This study measured 37 NPPHs with a total sample size of 518 for the period of 2007 to 2020. The methodology was based on the CRS and VRS input-oriented DEA models, and the Cobb–Douglas stochastic frontier model, in order to measure the inefficiency of a hospital. The difference between the DEA and SFA methods is that DEA measures technical inefficiency based on the actual output being less than the frontier output. Meanwhile, SFA uses production functions and estimates the values of individual parameters by means of the best approximation, and ignores the effect of random factors on output. The results also do not have the same efficiency of 1 for multiple DMUs as in the case of DEA. However, DEA measures multiple outputs and inputs and eliminates the need to construct production functions to estimate the ease of efficiency, thus making the use of DEA methods more common, extensive, and convenient than SFA methods for studying hospital efficiency.

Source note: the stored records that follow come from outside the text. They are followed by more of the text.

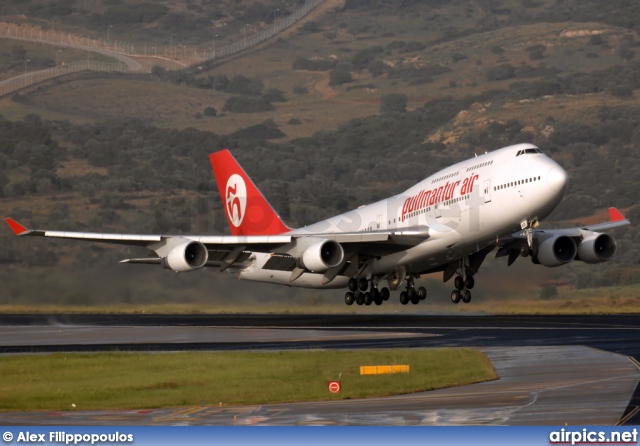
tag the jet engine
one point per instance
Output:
(557, 251)
(186, 256)
(597, 248)
(321, 256)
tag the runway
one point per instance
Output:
(552, 368)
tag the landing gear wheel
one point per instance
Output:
(376, 296)
(349, 298)
(469, 282)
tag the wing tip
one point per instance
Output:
(16, 227)
(615, 215)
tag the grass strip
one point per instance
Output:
(120, 380)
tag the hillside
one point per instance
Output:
(358, 103)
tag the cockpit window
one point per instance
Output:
(522, 152)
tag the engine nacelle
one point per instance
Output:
(321, 256)
(186, 257)
(557, 251)
(597, 248)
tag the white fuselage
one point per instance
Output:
(465, 207)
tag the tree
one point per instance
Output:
(393, 103)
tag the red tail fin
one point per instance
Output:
(247, 211)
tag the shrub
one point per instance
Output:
(259, 131)
(246, 104)
(339, 77)
(500, 72)
(300, 63)
(273, 95)
(393, 103)
(536, 52)
(412, 46)
(548, 291)
(243, 85)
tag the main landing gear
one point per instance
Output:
(463, 285)
(358, 292)
(412, 295)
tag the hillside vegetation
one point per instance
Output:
(359, 103)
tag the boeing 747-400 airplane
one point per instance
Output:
(447, 223)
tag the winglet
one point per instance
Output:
(615, 215)
(16, 227)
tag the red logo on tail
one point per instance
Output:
(236, 199)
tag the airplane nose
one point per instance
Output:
(558, 179)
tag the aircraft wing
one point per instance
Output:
(587, 235)
(227, 250)
(616, 220)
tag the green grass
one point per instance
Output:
(139, 380)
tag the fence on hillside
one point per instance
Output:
(126, 52)
(33, 77)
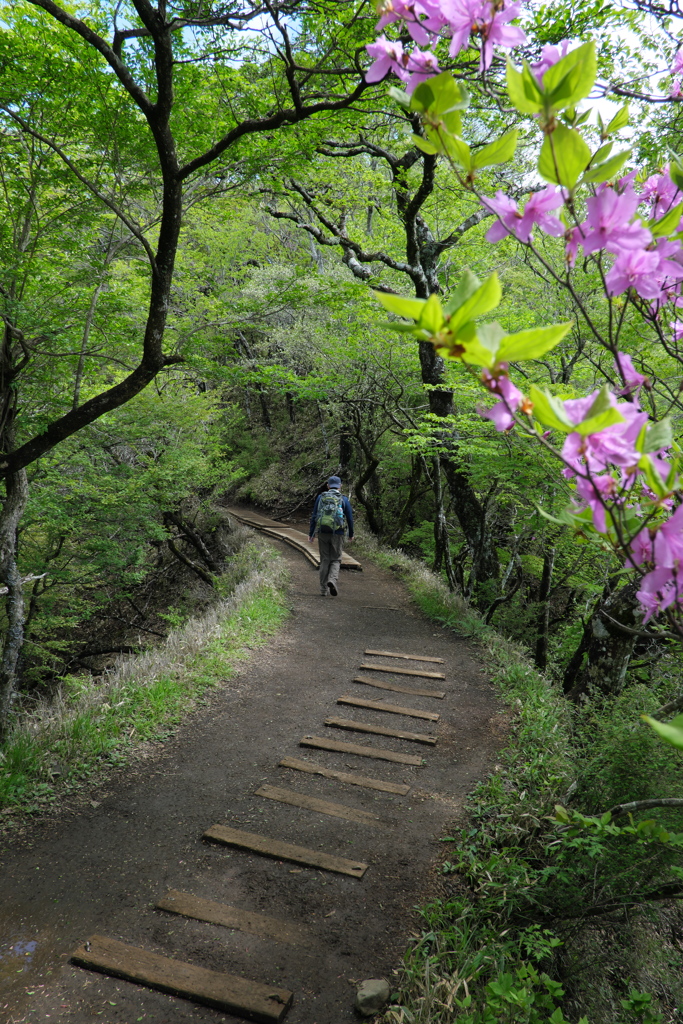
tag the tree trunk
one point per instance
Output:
(608, 639)
(544, 609)
(17, 495)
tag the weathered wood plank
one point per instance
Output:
(322, 806)
(322, 743)
(429, 716)
(380, 730)
(404, 672)
(408, 657)
(369, 783)
(222, 991)
(231, 916)
(285, 851)
(397, 688)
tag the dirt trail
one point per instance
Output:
(102, 869)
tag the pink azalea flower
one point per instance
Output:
(641, 547)
(520, 224)
(422, 65)
(638, 269)
(549, 56)
(660, 193)
(484, 18)
(608, 222)
(501, 414)
(657, 591)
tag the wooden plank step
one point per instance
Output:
(408, 657)
(369, 783)
(285, 851)
(222, 991)
(429, 716)
(231, 916)
(397, 688)
(322, 806)
(380, 730)
(404, 672)
(321, 743)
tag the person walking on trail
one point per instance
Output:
(332, 518)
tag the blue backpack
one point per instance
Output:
(331, 512)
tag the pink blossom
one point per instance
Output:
(422, 65)
(640, 270)
(608, 222)
(660, 193)
(520, 224)
(549, 56)
(612, 445)
(501, 414)
(484, 18)
(657, 591)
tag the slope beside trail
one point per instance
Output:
(102, 869)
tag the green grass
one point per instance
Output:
(502, 946)
(95, 726)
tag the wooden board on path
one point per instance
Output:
(293, 537)
(397, 688)
(231, 916)
(342, 776)
(408, 657)
(285, 851)
(404, 672)
(429, 716)
(322, 806)
(380, 730)
(222, 991)
(321, 743)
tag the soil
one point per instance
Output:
(99, 870)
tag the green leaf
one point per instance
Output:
(479, 302)
(426, 146)
(531, 344)
(549, 411)
(403, 307)
(423, 97)
(669, 223)
(571, 78)
(601, 414)
(467, 286)
(481, 350)
(564, 157)
(658, 435)
(671, 731)
(499, 152)
(676, 169)
(620, 121)
(654, 481)
(522, 95)
(607, 169)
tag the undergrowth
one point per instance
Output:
(548, 911)
(93, 724)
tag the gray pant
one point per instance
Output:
(330, 547)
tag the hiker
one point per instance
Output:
(331, 519)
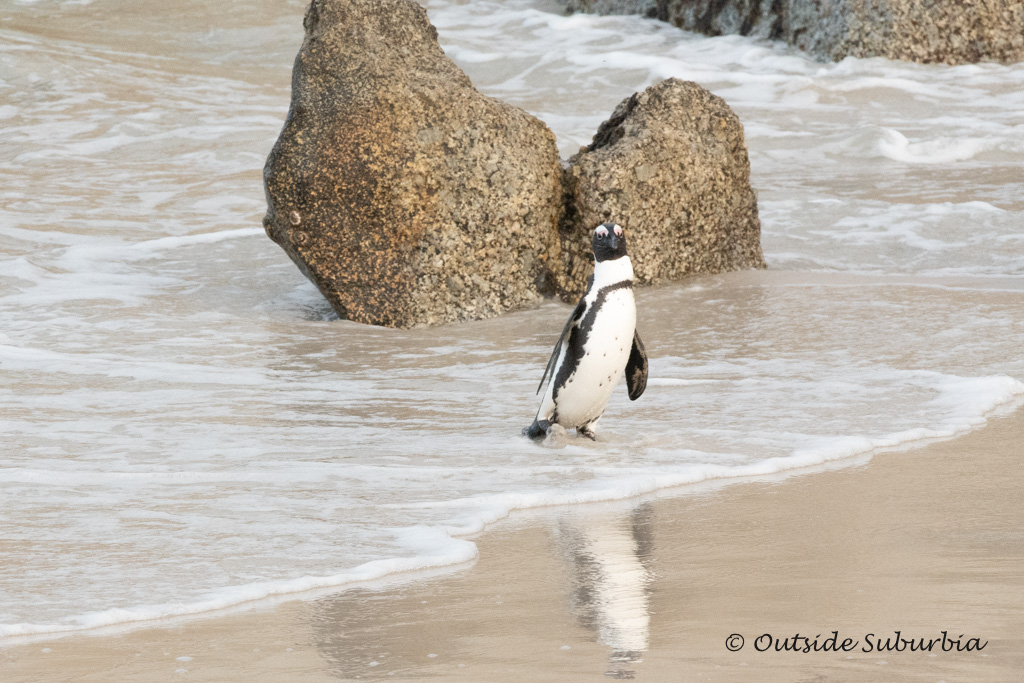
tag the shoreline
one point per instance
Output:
(916, 541)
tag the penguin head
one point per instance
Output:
(609, 242)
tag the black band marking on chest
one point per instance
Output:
(578, 339)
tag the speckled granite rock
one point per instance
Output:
(671, 167)
(404, 195)
(925, 31)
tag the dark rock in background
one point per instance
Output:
(404, 195)
(410, 199)
(671, 167)
(924, 31)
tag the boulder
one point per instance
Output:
(671, 167)
(924, 31)
(404, 195)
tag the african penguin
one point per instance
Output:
(598, 342)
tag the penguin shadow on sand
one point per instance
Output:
(608, 557)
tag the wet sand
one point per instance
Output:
(922, 541)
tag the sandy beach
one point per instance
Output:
(922, 541)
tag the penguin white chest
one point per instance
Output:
(605, 352)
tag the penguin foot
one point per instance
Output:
(556, 437)
(538, 430)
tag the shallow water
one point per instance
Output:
(185, 427)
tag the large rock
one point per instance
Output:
(404, 195)
(925, 31)
(671, 167)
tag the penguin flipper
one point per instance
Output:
(636, 369)
(574, 318)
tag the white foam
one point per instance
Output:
(176, 390)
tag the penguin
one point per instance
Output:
(599, 341)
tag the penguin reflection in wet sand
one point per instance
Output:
(599, 341)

The empirical results of this study gave the following findings. (1) The overall operating efficiency of the NPPHs was excellent and reached at least 91% on average, with room for improvement of approximately 5% to 9%. (2) The average efficiency values of DEA and SFA differed only marginally. (3) When we compared general and religious NPPHs, we found that there was little difference in the average efficiencies, which indicates that there is no difference in operational efficiency according to how the hospitals are established. (4) The results of the SFA show that the inefficiency indices of three input factors, namely, medical personnel costs, DCs, and MMCs, have a highly significant positive correlation, and according to the data obtained from this study, these three factors also account for almost all of the total medical costs. Hospitals should actively reduce their expenditure in these three areas to significantly improve efficiency. (5) The DEA and SFA methods are similar and have reference values.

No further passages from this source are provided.